Harrison is most effective when he's able to play on our sentimentality, but for the first half of the play, he deals in hard facts about fonts, and for the rushed second half, he's trapped by the conventions of his chosen genre, which undercut him at every turn, particularly the pulpy action sequences, which Liz Diamond is unable to stage on David Evans Morris's clever--but tiny--room of a set. Moreover, despite a good effort to subtly embed the differences of his "near-future" setting in the professor's lecture, he still winds up bogged down in needless exposition, the sort of hackneyed dialogue that both made and destroyed William Shatner's career: "With the Zero Drive, we could begin again." No, his safest, strongest moments are those that require no explanation--the professor's clear love of printed language ("A font can make meaning") and Gash's yearning to turn from bomb-making to letter-writing.
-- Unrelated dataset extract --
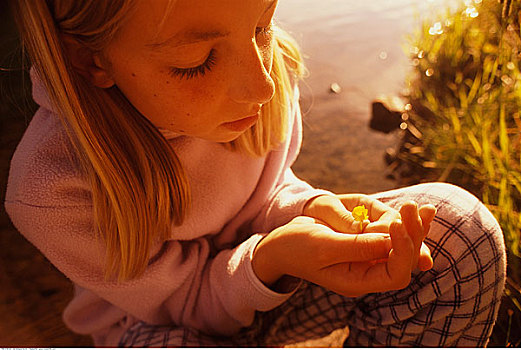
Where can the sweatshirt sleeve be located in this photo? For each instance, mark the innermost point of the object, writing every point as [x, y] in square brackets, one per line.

Harrison remains trapped between worlds and genres, unable to flesh out his themes as Ann Marie Healy's What Once We Felt did, or to get as harrowingly human as Ashlin Halfnight's Artifacts of Consequence, both of which covered similar themes (the importance of creative expression, the effect of its loss). Harrison's Futura would make a terrible font, confused as its individual characters are between being bold-faced, adventurers or pared-down, sans-serifed agents of rebellion. Even at its most legible moments, Futura doesn't seem to be communicating anything of real value; audit his lecture, but drop out of the play.